Many properties remain closed, and thousands of people that worked in hospitality are unemployed. With the holidays approaching, the impact is even more painful.

Jesus Morales looks forward to the bustle of the holidays at Chicago’s historic Drake Hotel. Customer demands and long hours are tiring – but financially rewarding.

“Last year I was making good money. But it’s gone. I don’t know when I’m going back to work,” Morales said.

This year, there’s no holiday bonus. He’s worked here for 33 years but was furloughed in March.

The Drake is one of Chicago’s top hotels, where highly-trained employees serve an elite clientele. But this year, there are very few of both.

“My savings is gone. My under the pillow money is gone.” Morales said.

The hotel industry has lost more than 650,000 jobs during the pandemic, with 4 in 10 hotel workers like Morales, still out of work.

These last few months have been taxing – emotionally and financially. His daughter is recovering from an accident, and his wife needs daily medication.

“I don’t have health insurance right now. My insurance ran out like a month ago. To get my insurance, it cost about $1,200 a month, and there’s just no way I can pay that,” he said.

In New York, iconic hotels are shutting their doors.
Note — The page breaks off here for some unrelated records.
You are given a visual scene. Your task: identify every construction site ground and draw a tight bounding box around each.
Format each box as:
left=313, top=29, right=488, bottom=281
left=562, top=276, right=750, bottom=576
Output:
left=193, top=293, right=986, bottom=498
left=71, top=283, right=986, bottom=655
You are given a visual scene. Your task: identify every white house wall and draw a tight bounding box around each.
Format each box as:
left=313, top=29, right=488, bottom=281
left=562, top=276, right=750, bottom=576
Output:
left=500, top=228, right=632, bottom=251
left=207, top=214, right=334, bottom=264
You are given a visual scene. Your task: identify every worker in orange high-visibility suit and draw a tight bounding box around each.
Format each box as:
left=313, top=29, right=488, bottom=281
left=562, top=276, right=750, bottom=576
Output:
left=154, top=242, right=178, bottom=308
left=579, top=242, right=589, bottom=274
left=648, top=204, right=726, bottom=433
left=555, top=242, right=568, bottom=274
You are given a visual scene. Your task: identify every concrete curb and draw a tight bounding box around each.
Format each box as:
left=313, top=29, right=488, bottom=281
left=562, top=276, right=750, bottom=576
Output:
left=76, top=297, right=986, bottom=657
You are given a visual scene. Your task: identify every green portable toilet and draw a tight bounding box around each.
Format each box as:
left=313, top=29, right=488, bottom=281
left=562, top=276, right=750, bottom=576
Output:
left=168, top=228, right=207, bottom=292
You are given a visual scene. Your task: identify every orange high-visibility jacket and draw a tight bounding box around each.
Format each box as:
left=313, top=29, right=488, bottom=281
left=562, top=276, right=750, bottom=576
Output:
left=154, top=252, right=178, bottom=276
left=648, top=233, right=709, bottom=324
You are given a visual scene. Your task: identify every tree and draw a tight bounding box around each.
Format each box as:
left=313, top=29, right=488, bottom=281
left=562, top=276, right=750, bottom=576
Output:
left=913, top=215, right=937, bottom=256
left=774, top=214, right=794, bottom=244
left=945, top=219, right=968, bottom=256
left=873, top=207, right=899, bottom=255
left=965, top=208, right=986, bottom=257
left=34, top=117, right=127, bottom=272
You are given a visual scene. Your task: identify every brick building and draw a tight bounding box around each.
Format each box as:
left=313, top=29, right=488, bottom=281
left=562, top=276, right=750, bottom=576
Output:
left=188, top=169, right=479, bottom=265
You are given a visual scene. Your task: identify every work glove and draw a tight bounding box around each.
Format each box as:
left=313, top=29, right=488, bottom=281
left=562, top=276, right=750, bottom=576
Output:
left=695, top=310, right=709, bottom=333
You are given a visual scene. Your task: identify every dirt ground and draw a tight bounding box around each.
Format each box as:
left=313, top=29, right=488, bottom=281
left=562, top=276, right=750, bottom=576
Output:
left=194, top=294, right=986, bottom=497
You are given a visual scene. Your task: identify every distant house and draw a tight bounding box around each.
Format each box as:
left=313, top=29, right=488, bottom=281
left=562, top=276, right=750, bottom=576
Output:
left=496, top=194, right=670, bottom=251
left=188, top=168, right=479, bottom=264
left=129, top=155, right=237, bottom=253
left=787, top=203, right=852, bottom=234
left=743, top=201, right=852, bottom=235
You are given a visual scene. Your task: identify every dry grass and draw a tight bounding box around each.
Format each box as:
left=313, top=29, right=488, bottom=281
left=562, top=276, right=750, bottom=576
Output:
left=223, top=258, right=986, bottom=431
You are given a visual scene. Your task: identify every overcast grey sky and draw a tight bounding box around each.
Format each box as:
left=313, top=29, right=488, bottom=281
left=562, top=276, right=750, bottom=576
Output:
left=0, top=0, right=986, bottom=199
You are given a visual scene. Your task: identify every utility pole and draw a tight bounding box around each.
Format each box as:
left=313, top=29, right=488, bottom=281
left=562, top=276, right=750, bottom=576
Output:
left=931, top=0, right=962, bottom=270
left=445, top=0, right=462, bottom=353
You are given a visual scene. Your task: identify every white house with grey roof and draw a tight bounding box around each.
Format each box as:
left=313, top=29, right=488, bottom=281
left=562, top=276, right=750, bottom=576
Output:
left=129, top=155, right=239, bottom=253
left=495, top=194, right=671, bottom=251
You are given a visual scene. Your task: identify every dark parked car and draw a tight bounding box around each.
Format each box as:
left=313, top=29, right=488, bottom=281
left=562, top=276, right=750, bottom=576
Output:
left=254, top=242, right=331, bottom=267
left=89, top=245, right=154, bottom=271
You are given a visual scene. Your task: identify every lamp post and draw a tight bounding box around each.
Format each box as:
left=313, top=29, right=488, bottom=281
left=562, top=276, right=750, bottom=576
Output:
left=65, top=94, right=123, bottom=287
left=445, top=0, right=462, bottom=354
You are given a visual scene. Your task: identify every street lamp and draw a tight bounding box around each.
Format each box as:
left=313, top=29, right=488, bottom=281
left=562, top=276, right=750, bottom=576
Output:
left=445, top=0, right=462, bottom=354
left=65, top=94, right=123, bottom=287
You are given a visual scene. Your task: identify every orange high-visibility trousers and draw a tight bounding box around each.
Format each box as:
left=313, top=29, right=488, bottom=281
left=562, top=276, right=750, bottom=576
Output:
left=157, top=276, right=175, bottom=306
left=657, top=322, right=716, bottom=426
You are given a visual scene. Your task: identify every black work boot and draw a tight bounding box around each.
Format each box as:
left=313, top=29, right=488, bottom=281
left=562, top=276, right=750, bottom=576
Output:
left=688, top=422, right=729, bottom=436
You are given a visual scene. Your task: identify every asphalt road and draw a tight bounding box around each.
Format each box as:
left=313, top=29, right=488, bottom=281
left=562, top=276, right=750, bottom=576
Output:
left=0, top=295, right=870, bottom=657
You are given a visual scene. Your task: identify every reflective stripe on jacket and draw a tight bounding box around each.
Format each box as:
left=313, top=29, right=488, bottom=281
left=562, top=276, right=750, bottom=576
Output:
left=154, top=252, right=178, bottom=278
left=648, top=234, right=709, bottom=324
The Plaza is temporarily closed, the Roosevelt permanently, and the Fitzpatrick Grand Central Hotel is running at 15% occupancy, while sister hotel is shuttered.

“It’s very eerie. It is costing a lot of money to stay closed, and every month it’s just drain, drain drain. Its just in your blood. As a hotelier, you never close your front door,” said John Fitzpatrick, owner of Fitzpatrick Hotels North America.

Just 25 of Fitzpatrick’s 175 employees are working.

Bilal Yayla was recently called back to tend the bar, but he says without tips, his income has dropped by more than 50%.

“I was out of work for, uh, almost three months also,” he said. “We lost our insurance, and I have had two babies at home.”

In Miami, Jenny Brody has won awards as an elite concierge at the St. Regis Bal Harbor, but she and her husband were both furloughed from their hotel jobs in March.

He found a temporary job in October. She’s still looking.

“You just kind of go into panic mode, like, ‘Did we save enough for this rainy day?’ so to speak, but really, 2020 is becoming ... a rainy year.” Brody said.

At the end of this year, dozens of federal protections for those out of work expire. For millions of americans like Morales, it is not the new year he was expecting.

“Since I was 17 I have been working at least two jobs until now, so I’ve been paying taxes for 46 years. You are trying to be the best citizen of the United States that you can, and it’s just frustrating that the government isn’t doing much for the hard-working people,” he said.